The man pauses and looks at me; though I’m filthy, I am not as disgusting as they are. He releases me and drags Nadine away. She loses her footing, but he continues to tug. I regain my place in line, aware of the eyes boring into me. Looking back at the inquirers, I cock my head and jut out my chin, “Someone looking to say something to me? No?” When I’m sure I have regained an equal weight amongst those in line I turn to find my old friends.

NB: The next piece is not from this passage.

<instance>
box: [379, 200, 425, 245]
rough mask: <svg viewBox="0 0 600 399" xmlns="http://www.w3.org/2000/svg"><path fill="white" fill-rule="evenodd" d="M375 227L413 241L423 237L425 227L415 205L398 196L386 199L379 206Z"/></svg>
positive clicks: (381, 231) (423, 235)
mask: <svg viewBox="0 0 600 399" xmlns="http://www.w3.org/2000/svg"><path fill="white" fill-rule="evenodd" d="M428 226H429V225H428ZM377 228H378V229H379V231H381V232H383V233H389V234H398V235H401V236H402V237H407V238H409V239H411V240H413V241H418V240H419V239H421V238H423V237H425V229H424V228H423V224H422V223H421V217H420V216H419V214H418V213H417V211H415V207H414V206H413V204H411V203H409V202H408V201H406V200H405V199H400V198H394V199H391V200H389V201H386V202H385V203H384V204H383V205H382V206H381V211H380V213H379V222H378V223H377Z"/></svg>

They have Mike, Nadine, and the crate at the water’s edge. A tugboat pulls over, and the men force them to board. Nadine wails when the container plunges overboard into dark the water. Bobbing and rocking from the beast within, I hear snarls and catch a glimpse of tiny fingers protruding from the air vents. “Olivia! No! Please!” Her screams won’t stop. She steps up on the ledge and tries to jump in after Olivia, the poor infected child in the crate. The girl is a risk to everyone and had to be disposed of; witnessing her demise will keep me awake tonight. One of the men pulls Nadine down and butts her in the back of the head with his rifle; she drops. Mike kneels next to her and looks up at me. I want to hold his gaze but I can’t. Swallow it. Hard decisions like this keep you alive; I remind myself. I turn to face the line when an anxious merry-go-round of memories plays. The first person I betrayed.

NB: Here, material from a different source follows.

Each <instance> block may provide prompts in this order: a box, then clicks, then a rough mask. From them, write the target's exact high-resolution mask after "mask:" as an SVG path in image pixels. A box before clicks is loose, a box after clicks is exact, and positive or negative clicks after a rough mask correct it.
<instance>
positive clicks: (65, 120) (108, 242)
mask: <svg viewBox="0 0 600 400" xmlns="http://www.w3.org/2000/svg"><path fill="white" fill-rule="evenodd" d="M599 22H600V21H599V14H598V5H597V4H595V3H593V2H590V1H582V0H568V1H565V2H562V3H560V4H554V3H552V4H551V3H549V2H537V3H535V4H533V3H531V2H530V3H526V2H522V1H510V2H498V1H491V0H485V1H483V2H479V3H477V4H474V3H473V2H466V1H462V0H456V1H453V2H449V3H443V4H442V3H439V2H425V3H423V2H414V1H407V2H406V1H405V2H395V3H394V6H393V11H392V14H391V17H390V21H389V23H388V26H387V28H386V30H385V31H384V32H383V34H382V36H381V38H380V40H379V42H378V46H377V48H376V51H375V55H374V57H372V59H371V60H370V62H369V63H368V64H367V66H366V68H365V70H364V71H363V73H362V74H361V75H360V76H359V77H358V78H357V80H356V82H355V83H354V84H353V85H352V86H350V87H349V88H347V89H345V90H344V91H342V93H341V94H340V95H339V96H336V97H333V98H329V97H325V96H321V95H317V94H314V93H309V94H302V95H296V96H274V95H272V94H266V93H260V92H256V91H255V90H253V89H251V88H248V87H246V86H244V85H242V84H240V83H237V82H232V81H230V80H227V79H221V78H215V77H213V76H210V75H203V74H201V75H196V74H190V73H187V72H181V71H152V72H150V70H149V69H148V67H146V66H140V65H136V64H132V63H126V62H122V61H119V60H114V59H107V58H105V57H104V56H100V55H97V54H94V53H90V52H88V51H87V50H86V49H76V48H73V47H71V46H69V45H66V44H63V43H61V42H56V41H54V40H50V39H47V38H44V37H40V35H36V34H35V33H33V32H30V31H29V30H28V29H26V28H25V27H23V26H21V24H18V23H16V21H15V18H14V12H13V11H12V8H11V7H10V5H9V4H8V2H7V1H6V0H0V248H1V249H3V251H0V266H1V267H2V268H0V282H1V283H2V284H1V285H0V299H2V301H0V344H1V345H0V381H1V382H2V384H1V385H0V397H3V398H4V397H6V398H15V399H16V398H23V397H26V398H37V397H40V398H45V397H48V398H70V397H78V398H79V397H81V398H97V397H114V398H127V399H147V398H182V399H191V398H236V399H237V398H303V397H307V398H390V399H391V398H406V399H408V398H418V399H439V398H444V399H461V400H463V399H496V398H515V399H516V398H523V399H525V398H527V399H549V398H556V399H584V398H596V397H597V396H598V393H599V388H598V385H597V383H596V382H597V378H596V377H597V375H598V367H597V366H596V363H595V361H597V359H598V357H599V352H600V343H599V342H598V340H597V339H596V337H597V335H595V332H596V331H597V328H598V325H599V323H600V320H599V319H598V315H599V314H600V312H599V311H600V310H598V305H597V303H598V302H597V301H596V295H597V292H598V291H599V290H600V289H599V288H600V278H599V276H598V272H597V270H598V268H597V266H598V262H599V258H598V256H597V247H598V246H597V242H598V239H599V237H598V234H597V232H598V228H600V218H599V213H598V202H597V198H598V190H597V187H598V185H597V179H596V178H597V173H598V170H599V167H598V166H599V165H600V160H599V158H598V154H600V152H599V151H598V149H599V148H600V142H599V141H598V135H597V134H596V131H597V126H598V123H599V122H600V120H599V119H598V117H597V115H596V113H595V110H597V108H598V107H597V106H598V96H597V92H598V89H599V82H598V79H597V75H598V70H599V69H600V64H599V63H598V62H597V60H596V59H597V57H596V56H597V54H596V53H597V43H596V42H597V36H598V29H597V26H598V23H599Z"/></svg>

It was my friend Nora. After the stadium situation, a few friends came to my house; misery loves company. The others went to register at the police station, leaving Nora and me behind. Nora had a fever and started speaking in bizarre ways. We all worried about her but assumed she would snap out of her hysteria. Even with the news reporting the spread of an unnamed virus, we didn’t make the connection – or perhaps we didn’t want to. Sitting alone in the living room the house was still; I decided to check on Nora. Climbing the spiral stairwell to the third floor, I could hear her clawing at the walls inside a closet. When I opened the door I saw her pupils were dilated, her blonde hair wet and matted to the colorless skin of her face. She hissed and lunged at me taking me down. I landed hard on my back, and she was on top of me. I held her shoulders as her hair whipped around us, and she clawed at my face. Exposing her teeth, she snapped her jaws at me. I was able to get my foot under her torso and thrust upwards pushing her off. On all fours, I scrambled to the bedroom door and slammed it shut. The door shook as she threw her body against it like an animal trapped in a cage. Run! My feet skipped steps as I ran downstairs. Instinctually, I grabbed my book bag before leaving. The door flew open, and I was in the sunlight; people mingling on the sidewalk gawked at me. I wanted to tell them, Infected inside. Someone help us! I couldn’t speak. Was I protecting myself or the girl I used to call a friend? I didn’t try to find help or wait for my other friends to return; though a week later, I tried to go home hoping to find my friends. Instead I found strangers. An ugly confrontation confirmed this was no longer my house. I abandoned my allies and lost the only place I thought I might see Drew again.
I wonder how many of us abandon people we love when times get tough. How many people here in this line have lost friends and family? I must be the only person behind these walls with no one to watch my back. The line no longer builds behind me; it’s getting too late in the day. The door to go inside is a few people away. It will be my turn to show a group of strangers my worth. Lies. Lies. Lies. They have to be familiar with this routine. Maybe I should tell the truth; see where it leads me. Probably not a good idea. What good is a Human Resource Manager during a zombie apocalypse?